那时候他全身发抖,望着地上这个面容相似的兄弟,一股不堪回首的羞辱之感涌上心头,只能转身仓皇逃走。当晚,他又被父亲狠狠揍了一顿,骂他“逆子,骨肉亲情难道比不上那个破飞机模型吗!”当他罚跪在门外的时候,徐磊掠过他的身旁,轻轻说:“哥哥,大家都讨厌你!”然后扬长而去。
“哥哥”已经成为一个咒语,从徐磊嘴裏吐出便带着喧嚣的嘲讽,他眼眸裏的鄙夷让他难以承受。而徐磊,乐此不疲。
拳头捏紧,抬起,朝着那张干凈的脸颊狠狠甩去。
坚硬骨节与脸颊狠狠撞击,一声惊呼从他嘴裏溢出。
徐磊踉踉跄跄站住了脚,扶着身后的桌子,左边嘴角上热辣辣的疼,伸手一拭,竟然沁出丝丝血水来。
徐建举着拳头,眼底装满了愤恨。
是这个人,二十几年来,不断的折磨自己,他明明已经消失了,飞到了另一个国度,为什么还要再次出现!为什么还要破坏他的一切!这幅无辜的嘴脸,他已经看够了!

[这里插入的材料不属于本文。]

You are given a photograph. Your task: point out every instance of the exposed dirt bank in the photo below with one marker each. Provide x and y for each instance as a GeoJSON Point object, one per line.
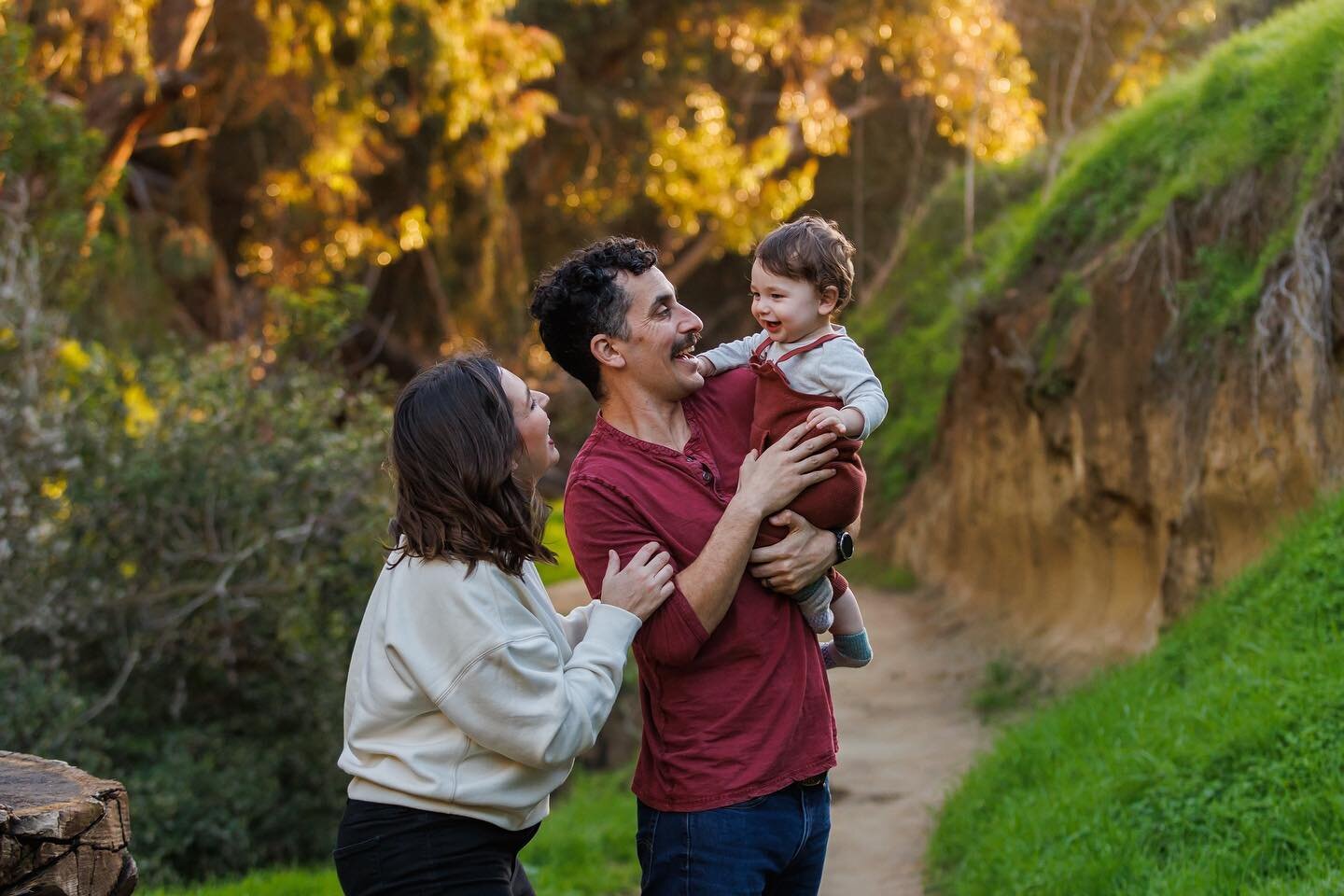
{"type": "Point", "coordinates": [1082, 507]}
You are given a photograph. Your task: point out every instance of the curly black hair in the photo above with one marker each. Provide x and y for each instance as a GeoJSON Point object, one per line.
{"type": "Point", "coordinates": [581, 297]}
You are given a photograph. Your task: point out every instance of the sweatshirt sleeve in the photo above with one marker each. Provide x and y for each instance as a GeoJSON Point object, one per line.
{"type": "Point", "coordinates": [597, 520]}
{"type": "Point", "coordinates": [847, 373]}
{"type": "Point", "coordinates": [736, 354]}
{"type": "Point", "coordinates": [574, 623]}
{"type": "Point", "coordinates": [521, 700]}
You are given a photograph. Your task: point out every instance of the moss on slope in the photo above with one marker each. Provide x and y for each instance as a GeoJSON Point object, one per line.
{"type": "Point", "coordinates": [1212, 766]}
{"type": "Point", "coordinates": [1264, 107]}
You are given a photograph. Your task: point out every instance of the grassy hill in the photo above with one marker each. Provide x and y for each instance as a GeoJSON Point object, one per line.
{"type": "Point", "coordinates": [1212, 766]}
{"type": "Point", "coordinates": [1255, 121]}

徐磊站起身来,嘴角依然倔强的上扬,“东窗事发,恼羞成怒?”
“你这个野种!”徐建咬牙切齿。
“野种?”徐磊面色瞬间苍白,笑裏藏着怨恨,“没错,无论过了多少年,在你眼裏我永远都是野种,我跟我母亲永远都被你看不起,可是再怎么样,我也没有你这么卑鄙无耻!”

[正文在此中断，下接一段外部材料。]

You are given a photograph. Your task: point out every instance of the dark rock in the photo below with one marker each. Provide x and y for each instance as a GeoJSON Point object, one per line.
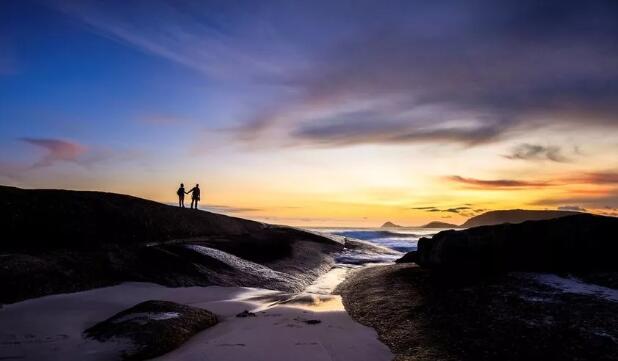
{"type": "Point", "coordinates": [514, 216]}
{"type": "Point", "coordinates": [423, 317]}
{"type": "Point", "coordinates": [409, 257]}
{"type": "Point", "coordinates": [246, 313]}
{"type": "Point", "coordinates": [581, 242]}
{"type": "Point", "coordinates": [64, 241]}
{"type": "Point", "coordinates": [436, 224]}
{"type": "Point", "coordinates": [153, 328]}
{"type": "Point", "coordinates": [312, 322]}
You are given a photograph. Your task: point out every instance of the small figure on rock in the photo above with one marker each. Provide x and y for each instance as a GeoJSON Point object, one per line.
{"type": "Point", "coordinates": [181, 195]}
{"type": "Point", "coordinates": [195, 195]}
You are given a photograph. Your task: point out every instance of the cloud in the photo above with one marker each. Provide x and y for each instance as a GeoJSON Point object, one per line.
{"type": "Point", "coordinates": [497, 183]}
{"type": "Point", "coordinates": [442, 72]}
{"type": "Point", "coordinates": [219, 208]}
{"type": "Point", "coordinates": [572, 208]}
{"type": "Point", "coordinates": [608, 177]}
{"type": "Point", "coordinates": [537, 152]}
{"type": "Point", "coordinates": [466, 210]}
{"type": "Point", "coordinates": [56, 150]}
{"type": "Point", "coordinates": [59, 150]}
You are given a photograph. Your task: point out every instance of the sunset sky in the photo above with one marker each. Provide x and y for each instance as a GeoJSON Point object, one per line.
{"type": "Point", "coordinates": [316, 112]}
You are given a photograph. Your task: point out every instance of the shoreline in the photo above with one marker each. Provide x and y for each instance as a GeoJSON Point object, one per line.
{"type": "Point", "coordinates": [512, 317]}
{"type": "Point", "coordinates": [52, 325]}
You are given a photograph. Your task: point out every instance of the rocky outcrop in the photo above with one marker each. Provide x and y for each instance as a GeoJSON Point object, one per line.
{"type": "Point", "coordinates": [437, 224]}
{"type": "Point", "coordinates": [63, 241]}
{"type": "Point", "coordinates": [424, 317]}
{"type": "Point", "coordinates": [390, 225]}
{"type": "Point", "coordinates": [574, 243]}
{"type": "Point", "coordinates": [152, 328]}
{"type": "Point", "coordinates": [514, 216]}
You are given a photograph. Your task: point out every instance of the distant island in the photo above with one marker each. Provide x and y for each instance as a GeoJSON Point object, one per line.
{"type": "Point", "coordinates": [391, 225]}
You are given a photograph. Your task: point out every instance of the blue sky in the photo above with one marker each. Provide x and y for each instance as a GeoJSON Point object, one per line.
{"type": "Point", "coordinates": [329, 110]}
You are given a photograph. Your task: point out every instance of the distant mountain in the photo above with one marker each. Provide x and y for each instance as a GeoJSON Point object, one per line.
{"type": "Point", "coordinates": [390, 225]}
{"type": "Point", "coordinates": [57, 241]}
{"type": "Point", "coordinates": [514, 216]}
{"type": "Point", "coordinates": [440, 225]}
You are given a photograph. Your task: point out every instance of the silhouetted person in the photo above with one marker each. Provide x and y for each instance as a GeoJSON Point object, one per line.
{"type": "Point", "coordinates": [181, 195]}
{"type": "Point", "coordinates": [195, 195]}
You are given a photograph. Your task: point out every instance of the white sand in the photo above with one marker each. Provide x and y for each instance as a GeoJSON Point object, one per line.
{"type": "Point", "coordinates": [574, 285]}
{"type": "Point", "coordinates": [50, 328]}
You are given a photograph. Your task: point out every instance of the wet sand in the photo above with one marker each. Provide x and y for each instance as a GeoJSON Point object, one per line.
{"type": "Point", "coordinates": [285, 326]}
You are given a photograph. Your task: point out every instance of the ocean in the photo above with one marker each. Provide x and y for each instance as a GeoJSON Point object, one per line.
{"type": "Point", "coordinates": [401, 240]}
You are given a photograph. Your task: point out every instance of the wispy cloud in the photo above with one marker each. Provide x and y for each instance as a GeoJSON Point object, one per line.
{"type": "Point", "coordinates": [497, 183]}
{"type": "Point", "coordinates": [537, 152]}
{"type": "Point", "coordinates": [572, 208]}
{"type": "Point", "coordinates": [57, 150]}
{"type": "Point", "coordinates": [482, 71]}
{"type": "Point", "coordinates": [603, 200]}
{"type": "Point", "coordinates": [465, 210]}
{"type": "Point", "coordinates": [219, 208]}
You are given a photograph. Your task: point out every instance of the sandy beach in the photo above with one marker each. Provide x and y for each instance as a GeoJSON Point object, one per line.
{"type": "Point", "coordinates": [51, 327]}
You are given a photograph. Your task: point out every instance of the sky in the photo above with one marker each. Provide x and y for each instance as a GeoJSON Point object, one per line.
{"type": "Point", "coordinates": [333, 113]}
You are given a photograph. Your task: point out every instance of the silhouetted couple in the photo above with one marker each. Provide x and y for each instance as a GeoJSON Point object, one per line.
{"type": "Point", "coordinates": [195, 195]}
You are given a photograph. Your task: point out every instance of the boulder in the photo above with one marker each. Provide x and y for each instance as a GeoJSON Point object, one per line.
{"type": "Point", "coordinates": [57, 241]}
{"type": "Point", "coordinates": [581, 242]}
{"type": "Point", "coordinates": [409, 257]}
{"type": "Point", "coordinates": [152, 328]}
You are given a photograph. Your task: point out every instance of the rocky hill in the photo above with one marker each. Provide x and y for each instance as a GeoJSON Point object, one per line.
{"type": "Point", "coordinates": [437, 224]}
{"type": "Point", "coordinates": [61, 241]}
{"type": "Point", "coordinates": [513, 216]}
{"type": "Point", "coordinates": [578, 242]}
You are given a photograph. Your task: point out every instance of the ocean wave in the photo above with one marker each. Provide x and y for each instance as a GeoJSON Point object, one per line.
{"type": "Point", "coordinates": [369, 235]}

愤怒,仇恨,厌恶,宛如一条三头巨蟒,瞪着血红的眼睛,透着绿色的幽光,吐着淌着毒液的芯子,盘旋在自己心裏,散发着恶臭,毒液淌了一地,侵蚀血肉翻滚成冒泡的凶险沼泽。
徐建捏着拳头冲了上去,徐磊亦不甘示弱,一拳甩了过去,命中徐建右眼。徐建闷哼了一声,一圈揍在徐磊腹部,用足了力,徐磊立即疼得弯下腰,却仍不服输的伸腿一踹,踢到徐建小腿上。膝盖骨传来刺痛,徐建不禁退后两步,转头捞起装满水的玻璃花瓶,朝着徐磊砸去。徐磊连忙避开,花瓶砸到办工作上,发出一声巨响,霎时化为无数碎片,水全都溅了出来,办公桌上一片狼藉。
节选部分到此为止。